As organizations scramble currently to find talent and few workers are willing to supply it, this is a perfect time to tell your unsatisfactory manager that they are not the main character. Employees must leave organizations with poor leaders and switch to those with competent ones. Depriving these compromised organizations of required human resources will send a message to the market that it’s time for beneficial change.

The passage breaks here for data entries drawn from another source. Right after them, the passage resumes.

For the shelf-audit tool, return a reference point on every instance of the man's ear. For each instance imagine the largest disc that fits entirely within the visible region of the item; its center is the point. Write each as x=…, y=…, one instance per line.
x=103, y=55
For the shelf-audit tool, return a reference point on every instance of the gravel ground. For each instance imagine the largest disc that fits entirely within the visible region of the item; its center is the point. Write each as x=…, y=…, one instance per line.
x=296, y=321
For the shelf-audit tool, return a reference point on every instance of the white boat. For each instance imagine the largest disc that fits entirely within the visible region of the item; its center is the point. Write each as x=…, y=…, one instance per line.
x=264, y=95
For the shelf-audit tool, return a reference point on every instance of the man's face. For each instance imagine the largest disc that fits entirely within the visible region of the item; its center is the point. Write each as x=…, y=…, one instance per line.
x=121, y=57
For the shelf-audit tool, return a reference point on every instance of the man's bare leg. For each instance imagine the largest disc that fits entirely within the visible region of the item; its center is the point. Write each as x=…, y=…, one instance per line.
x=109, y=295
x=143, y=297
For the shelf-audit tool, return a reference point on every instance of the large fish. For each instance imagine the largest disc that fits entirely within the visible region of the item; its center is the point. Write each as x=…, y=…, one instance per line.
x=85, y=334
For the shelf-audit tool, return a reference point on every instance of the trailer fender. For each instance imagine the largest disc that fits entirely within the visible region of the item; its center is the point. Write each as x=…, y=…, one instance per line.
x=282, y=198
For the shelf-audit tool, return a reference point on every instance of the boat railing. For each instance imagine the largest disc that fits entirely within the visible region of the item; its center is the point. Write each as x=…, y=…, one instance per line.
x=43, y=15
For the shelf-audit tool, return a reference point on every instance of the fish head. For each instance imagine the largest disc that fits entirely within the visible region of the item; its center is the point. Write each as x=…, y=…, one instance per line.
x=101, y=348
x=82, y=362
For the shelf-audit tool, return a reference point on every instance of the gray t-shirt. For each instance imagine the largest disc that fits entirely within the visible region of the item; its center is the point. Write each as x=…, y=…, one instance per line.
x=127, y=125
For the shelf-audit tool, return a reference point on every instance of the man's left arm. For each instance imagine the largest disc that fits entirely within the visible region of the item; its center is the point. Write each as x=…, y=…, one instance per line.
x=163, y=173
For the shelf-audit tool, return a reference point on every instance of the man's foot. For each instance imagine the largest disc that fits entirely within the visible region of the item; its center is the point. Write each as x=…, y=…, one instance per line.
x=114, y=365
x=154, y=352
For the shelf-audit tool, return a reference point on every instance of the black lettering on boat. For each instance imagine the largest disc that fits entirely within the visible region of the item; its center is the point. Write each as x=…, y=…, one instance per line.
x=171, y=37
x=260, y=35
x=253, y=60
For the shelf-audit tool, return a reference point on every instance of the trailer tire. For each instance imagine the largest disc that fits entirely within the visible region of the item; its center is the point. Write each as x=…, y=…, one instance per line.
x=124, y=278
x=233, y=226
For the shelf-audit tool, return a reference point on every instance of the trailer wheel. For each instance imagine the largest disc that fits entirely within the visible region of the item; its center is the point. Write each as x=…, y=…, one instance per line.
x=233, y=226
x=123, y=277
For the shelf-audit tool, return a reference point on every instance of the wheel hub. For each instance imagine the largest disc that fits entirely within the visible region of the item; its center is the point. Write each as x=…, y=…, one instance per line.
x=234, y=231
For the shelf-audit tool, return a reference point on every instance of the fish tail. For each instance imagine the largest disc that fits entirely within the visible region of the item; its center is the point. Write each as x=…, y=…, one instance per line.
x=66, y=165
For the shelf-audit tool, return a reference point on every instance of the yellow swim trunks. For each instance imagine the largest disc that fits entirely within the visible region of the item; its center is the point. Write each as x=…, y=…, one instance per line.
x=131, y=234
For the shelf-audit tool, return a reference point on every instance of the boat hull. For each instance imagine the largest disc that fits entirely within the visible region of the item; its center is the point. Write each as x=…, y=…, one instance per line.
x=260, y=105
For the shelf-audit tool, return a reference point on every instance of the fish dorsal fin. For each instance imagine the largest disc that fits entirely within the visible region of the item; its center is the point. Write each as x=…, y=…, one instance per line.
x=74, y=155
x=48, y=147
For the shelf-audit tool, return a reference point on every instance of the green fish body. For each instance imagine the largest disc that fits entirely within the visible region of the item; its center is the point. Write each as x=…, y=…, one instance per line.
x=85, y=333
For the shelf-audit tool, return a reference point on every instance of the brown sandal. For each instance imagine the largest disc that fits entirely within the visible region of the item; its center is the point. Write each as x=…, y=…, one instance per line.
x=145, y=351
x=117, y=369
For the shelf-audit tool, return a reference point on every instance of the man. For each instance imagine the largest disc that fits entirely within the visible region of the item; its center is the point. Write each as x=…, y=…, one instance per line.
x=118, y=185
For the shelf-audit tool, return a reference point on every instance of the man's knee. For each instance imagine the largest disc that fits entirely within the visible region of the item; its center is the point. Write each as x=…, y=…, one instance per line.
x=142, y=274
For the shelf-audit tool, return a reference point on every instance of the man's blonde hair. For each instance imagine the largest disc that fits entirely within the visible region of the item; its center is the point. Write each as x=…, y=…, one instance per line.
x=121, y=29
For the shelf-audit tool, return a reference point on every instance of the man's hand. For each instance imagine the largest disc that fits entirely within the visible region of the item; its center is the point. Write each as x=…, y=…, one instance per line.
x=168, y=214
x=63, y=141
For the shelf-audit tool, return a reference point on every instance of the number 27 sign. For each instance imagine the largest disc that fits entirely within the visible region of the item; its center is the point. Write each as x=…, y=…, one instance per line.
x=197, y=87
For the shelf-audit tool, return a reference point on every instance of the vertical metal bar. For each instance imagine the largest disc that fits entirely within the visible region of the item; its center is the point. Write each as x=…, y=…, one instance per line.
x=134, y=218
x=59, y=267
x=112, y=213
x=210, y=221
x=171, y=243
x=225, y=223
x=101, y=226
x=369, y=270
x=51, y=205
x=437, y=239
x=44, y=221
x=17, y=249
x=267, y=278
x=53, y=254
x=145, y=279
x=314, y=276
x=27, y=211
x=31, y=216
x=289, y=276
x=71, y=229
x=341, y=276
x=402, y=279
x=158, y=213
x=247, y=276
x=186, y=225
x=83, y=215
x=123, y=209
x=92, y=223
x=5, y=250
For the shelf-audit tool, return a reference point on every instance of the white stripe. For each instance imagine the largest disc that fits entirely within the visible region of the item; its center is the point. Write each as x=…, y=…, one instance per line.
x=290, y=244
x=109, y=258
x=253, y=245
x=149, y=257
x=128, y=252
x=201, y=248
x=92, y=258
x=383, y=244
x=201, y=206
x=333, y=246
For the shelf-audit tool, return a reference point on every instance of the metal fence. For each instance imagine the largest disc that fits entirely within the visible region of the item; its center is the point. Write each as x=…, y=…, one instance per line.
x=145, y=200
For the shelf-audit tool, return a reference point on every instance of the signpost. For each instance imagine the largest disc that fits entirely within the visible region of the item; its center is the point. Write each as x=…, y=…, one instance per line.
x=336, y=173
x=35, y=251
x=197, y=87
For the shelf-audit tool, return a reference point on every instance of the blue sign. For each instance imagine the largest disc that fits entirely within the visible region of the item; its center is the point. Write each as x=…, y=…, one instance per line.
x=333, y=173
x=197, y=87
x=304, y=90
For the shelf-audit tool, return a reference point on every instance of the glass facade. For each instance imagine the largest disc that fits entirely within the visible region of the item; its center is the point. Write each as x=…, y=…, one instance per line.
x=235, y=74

So, what are the characteristics of competent leaders? There are a select few critical attributes found in capable leaders, including those psychologically stable individuals that:
  • Invest in an enterprise vision based on input from the top, middle and front line, aligning both the organization’s purpose and the abilities and behaviors of individual employees
  • Communicate from a position of perspective-taking of others before acting on what they say or do to foster understanding of diverse ideas and to maintain a safe environment based on trust
  • Establish organization initiatives, driven by the enterprise purpose, with leaders authorizing from the top, who empower a chain of reinforcing leaders deepening commitment all the way to the front line
  • Create a diverse organization determined to enable collaboration through delegation to self-organizing and managing teams
  • Foster prompt and continual expression, modeling, and reinforcement of desired abilities and behaviors amongst others
It’s time to tell these unsatisfactory leaders that they are not the main character. Given today’s workforce shortage, employees must leave organizations with inferior leaders and switch to those with competent ones. Depriving these compromised organizations of required human resources will send a message to the market that it’s time for beneficial change.

Source

Harrison, Don. Introducing the Accelerating Implementation Methodology (AIM) A Practical Guide to Change Project Management. Lakewood, CO: Implementation Management Associates, 2017.